Er marschierte zum nächsten Zelt und schlug die Plane auf. Beim Gestank, der ihm entgegenwehte rümpfte er vor Ekel geschüttelt die Nase. Das Lazarett war am Rande der Zeltstadt aufgebaut worden, damit die von der Seuche befallenen Männer von den Gesunden getrennt werden konnten. Ganze dreissig Zelte hatte man dafür geopfert, um Platz für die Kranken und Sterbenden zu machen.

Ragnar hatte sich nach drei Tagen endlich selbst überwunden und war die Krankenstätte besuchen gegangen, um den Kriegern Mut zuzusprechen. Was er sah gefiel ihm aber ganz und gar nicht. Die mutigen, starken Krieger Sigurdsons lagen kränklich in ihrem eigenen Saft auf den Pritschen und wurden dahingerafft wie zarte Pflänzchen im Frost.

„Ich habe wichtige Neuigkeiten", murmelte Thorsten, der hinter dem Jarl herging.

„Hast du nicht gehört, was ich gesagt habe?! Nicht jetzt!", knurrte Ragnar und schritt zum nächsten Zelt.

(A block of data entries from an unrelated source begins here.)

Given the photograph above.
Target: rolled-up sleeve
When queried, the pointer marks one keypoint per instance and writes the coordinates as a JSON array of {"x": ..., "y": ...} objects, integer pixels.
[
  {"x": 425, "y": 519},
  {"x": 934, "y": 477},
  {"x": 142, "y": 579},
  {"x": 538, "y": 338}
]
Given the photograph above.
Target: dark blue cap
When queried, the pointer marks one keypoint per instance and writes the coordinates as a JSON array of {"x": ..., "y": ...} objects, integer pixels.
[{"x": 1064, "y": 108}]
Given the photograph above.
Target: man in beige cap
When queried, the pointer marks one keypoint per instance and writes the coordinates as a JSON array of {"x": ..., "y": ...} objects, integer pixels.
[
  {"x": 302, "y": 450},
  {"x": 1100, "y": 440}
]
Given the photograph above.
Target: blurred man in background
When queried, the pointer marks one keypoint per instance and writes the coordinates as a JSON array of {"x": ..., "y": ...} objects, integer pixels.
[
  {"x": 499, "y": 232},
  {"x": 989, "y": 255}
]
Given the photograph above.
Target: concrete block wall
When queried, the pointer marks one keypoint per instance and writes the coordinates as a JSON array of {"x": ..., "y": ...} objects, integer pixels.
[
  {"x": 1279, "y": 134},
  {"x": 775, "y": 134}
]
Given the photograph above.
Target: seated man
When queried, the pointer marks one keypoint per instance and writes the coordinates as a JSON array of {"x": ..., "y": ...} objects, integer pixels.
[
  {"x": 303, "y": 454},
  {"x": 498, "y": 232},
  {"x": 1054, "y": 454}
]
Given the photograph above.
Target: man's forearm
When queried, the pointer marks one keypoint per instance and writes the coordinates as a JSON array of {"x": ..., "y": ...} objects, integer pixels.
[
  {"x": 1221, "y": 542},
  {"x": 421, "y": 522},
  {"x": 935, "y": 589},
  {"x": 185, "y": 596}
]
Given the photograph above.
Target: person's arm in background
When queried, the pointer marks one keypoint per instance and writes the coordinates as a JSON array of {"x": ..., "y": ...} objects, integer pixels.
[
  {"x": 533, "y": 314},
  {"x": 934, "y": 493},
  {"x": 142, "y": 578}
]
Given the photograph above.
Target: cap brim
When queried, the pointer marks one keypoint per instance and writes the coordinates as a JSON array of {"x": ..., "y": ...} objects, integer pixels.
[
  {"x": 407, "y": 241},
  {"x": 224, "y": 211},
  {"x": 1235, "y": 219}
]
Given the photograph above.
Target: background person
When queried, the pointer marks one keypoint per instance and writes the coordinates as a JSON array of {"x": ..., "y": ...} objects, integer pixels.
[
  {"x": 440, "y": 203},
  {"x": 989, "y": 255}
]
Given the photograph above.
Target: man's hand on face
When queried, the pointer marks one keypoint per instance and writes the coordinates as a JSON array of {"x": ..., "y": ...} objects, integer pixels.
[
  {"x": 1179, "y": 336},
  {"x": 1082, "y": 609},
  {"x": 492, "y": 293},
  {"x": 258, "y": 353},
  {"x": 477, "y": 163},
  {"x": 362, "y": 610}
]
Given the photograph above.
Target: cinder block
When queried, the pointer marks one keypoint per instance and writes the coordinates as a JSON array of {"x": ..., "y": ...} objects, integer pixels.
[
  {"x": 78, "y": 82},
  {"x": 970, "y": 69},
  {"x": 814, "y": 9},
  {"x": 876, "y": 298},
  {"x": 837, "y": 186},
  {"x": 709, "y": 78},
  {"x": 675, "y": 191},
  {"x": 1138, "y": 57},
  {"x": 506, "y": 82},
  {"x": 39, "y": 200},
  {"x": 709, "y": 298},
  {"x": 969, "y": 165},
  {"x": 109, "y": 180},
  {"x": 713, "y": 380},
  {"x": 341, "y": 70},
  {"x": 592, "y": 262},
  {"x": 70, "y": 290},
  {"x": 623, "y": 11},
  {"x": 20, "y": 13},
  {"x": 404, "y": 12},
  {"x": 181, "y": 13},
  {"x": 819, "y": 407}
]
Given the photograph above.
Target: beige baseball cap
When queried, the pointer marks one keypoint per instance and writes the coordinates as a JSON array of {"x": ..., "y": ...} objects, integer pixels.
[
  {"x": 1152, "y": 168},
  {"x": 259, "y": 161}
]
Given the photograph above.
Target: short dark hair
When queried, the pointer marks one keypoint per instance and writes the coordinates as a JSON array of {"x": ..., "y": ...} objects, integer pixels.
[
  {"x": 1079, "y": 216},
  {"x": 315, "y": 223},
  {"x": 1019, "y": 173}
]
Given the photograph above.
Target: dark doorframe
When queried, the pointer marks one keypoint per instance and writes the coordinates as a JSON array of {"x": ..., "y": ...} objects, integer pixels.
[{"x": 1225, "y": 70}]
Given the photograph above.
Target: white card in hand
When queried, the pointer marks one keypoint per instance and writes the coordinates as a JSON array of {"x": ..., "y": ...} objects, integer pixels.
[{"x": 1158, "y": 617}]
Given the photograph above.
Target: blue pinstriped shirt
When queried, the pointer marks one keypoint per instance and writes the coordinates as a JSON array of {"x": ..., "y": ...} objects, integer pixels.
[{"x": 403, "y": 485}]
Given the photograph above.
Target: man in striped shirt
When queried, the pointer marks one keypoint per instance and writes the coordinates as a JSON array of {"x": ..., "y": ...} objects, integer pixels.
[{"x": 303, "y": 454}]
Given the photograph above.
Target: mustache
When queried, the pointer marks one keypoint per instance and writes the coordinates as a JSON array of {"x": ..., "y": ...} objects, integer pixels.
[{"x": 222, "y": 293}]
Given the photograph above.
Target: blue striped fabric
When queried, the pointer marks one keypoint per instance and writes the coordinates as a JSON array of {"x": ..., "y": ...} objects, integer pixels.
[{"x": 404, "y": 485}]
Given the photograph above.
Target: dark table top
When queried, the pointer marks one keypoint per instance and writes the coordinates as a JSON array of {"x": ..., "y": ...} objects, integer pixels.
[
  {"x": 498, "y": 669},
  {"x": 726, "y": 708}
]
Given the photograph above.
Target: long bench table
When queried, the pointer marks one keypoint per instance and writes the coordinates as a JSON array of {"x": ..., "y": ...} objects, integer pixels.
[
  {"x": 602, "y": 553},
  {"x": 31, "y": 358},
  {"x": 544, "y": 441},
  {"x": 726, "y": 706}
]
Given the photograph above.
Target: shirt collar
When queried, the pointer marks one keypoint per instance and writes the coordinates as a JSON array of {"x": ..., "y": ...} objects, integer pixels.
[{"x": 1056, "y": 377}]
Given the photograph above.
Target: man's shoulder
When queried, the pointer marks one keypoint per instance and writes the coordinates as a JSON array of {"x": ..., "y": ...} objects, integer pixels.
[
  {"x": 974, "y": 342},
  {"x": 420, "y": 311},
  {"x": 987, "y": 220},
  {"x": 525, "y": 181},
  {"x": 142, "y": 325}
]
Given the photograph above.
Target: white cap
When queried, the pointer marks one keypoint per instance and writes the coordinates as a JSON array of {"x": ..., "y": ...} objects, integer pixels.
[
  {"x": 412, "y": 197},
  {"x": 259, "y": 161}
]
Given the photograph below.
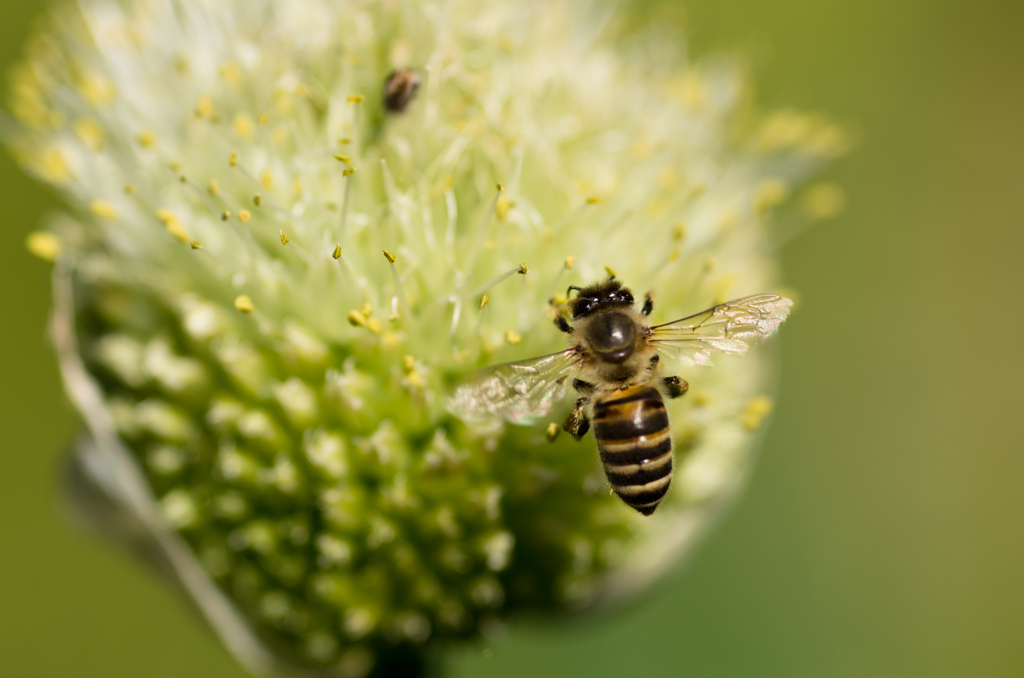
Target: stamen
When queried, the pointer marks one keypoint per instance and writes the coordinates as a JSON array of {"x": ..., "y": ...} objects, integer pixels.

Er atmete laut ein, hielt dann die Luft an und trat ein. Thorsten folgte ihm ins Dunkle. Der Hauptmann konnte bei dem Gestank ein Husten nicht unterdrücken und hielt sich die Hand vor den Mund. Vor ihnen lagen vier Männer schlaff auf ihren Pritschen. Zwei davon waren dem Tod näher als je zuvor. Die anderen beiden schienen besserer Laune und blickten ihren Jarl mit glasigen Augen an.

Ragnar tauschte ein paar höfliche Worte mit seinen zum Tode verdammten Kriegern aus und sprach ihnen Mut zu. Der Klang seiner Stimme liess aber deutlich verlauten, dass er nicht an ihre Genesung glaubte.

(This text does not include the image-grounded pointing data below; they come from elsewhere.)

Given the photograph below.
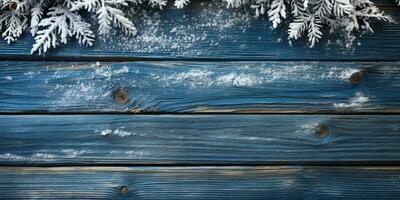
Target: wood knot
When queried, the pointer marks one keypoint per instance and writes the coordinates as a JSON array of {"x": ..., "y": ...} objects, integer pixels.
[
  {"x": 355, "y": 78},
  {"x": 121, "y": 97},
  {"x": 321, "y": 131},
  {"x": 13, "y": 6},
  {"x": 124, "y": 189}
]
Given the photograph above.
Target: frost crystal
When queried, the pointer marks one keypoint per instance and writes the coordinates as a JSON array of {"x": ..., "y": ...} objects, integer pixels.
[{"x": 53, "y": 22}]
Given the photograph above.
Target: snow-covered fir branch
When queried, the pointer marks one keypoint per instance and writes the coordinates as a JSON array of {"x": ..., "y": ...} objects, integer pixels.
[{"x": 54, "y": 22}]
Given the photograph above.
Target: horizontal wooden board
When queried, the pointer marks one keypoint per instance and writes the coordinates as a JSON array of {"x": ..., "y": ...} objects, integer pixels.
[
  {"x": 198, "y": 139},
  {"x": 200, "y": 183},
  {"x": 213, "y": 32},
  {"x": 198, "y": 87}
]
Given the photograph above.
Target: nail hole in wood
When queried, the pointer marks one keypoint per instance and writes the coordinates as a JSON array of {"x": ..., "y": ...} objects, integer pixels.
[
  {"x": 321, "y": 131},
  {"x": 121, "y": 97},
  {"x": 355, "y": 78},
  {"x": 124, "y": 189}
]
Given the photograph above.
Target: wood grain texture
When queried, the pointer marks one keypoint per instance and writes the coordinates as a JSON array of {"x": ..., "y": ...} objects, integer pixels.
[
  {"x": 278, "y": 182},
  {"x": 218, "y": 33},
  {"x": 198, "y": 139},
  {"x": 195, "y": 87}
]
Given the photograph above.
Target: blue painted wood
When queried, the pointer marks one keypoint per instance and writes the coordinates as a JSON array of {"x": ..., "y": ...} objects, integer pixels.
[
  {"x": 198, "y": 139},
  {"x": 218, "y": 33},
  {"x": 187, "y": 87},
  {"x": 279, "y": 182}
]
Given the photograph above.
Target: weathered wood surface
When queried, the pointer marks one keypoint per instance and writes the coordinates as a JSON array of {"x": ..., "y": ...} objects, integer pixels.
[
  {"x": 278, "y": 182},
  {"x": 198, "y": 139},
  {"x": 187, "y": 87},
  {"x": 218, "y": 33}
]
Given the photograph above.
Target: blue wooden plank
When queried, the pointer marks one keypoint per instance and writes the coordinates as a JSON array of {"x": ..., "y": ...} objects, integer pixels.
[
  {"x": 208, "y": 33},
  {"x": 187, "y": 87},
  {"x": 141, "y": 183},
  {"x": 198, "y": 139}
]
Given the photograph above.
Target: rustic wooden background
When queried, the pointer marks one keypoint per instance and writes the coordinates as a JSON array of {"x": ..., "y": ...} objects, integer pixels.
[{"x": 205, "y": 103}]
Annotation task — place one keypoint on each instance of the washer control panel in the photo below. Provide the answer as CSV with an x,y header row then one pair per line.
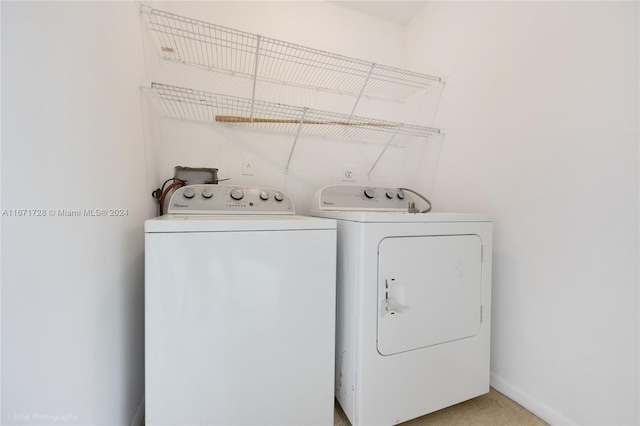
x,y
356,197
229,199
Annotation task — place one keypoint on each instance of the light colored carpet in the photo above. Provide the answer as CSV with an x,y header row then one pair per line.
x,y
492,409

Thorsten fühlte sich sichtlich unwohl in dem engen Raum, denn er befürchtete, selbst von der Seuche befallen zu werden. Die schwüle Hitze, die sich seit ein paar Tagen über den Fluss gelegt hatte, half nicht sonderlich, sondern machte den bestialischen Gestank nur noch schlimmer.

„Es ist Kjetill", meinte Thorsten dann. „Er ist zurückgekehrt."

Ragnar wandte sich ihm zu und packte seine kräftigen Schultern.

„Kjetill? Warum hast du mir das nicht gleich gesagt?!"

Thorsten kratzte sich am Hinterkopf und suchte nach einer Antwort, da wurde er bereits aus dem Zelt geschoben. Er wusste nicht, wie er es Ragnar sagen sollte, dass Kjetill nicht ganz mit dem zurückgekehrt war, was er eigentlich hätte sollen. Der Jarl war aber schon seit Tagen in übelster Laune und Thorsten wollte nicht noch mehr zur Steigerung seines Zorns beitragen, also schwieg er.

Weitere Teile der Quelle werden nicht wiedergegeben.